All I ask is that we pay attention to what we’re reading in the news, as well as to how we’re reading it. Every news source feigns objectivity that is impossible to achieve. Even the most apparently “even-handed” news is rife with bias, built into the editor’s choice between which stories to cover and which to ignore, where to place each particular story and the language with which people, organizations and events are represented. This language plays a crucial role in shaping the public discourse about news events.
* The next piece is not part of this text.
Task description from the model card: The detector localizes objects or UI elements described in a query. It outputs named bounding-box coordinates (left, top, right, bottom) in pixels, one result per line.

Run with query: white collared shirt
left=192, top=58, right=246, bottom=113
No, we can’t expect the Israeli government to stand by when an Israeli soldier is captured. But neither can we expect the Palestinian Authority to stand by when its citizens are captured and detained by the Israeli army, and when its politicians are imprisoned as terrorists, regardless of the nature of their involvement with the inner workings of Hamas.
While I am neither a supporter nor defender of Hamas and I do recognize their connections to terrorist acts, it is important to remember that this is not Hamas’ only function. Hamas also provides the Palestinian people with a vital network of social services, which is one explanation for its election in the first place. Some of these captured political prisoners no doubt work in this much larger, humanitarian branch of the Hamas political body, work that certainly does not make them terrorists.
Hamas was given its authority by the Palestinian people, through free and fair elections–quite phenomenal, in fact, given the electoral history of the region. But Hamas was never given the opportunity to prove itself as a functioning political body, so we will most likely never know how the authority, responsibility and accountability granted to it in those elections could have transformed its role in Palestinian politics. I must admit, I’m a bit of a skeptic about that potential, but not enough so to justify a pre-emptive attack, in the form of the Israeli invasion of Gaza, disguised as yet another round of the “War on Terror”.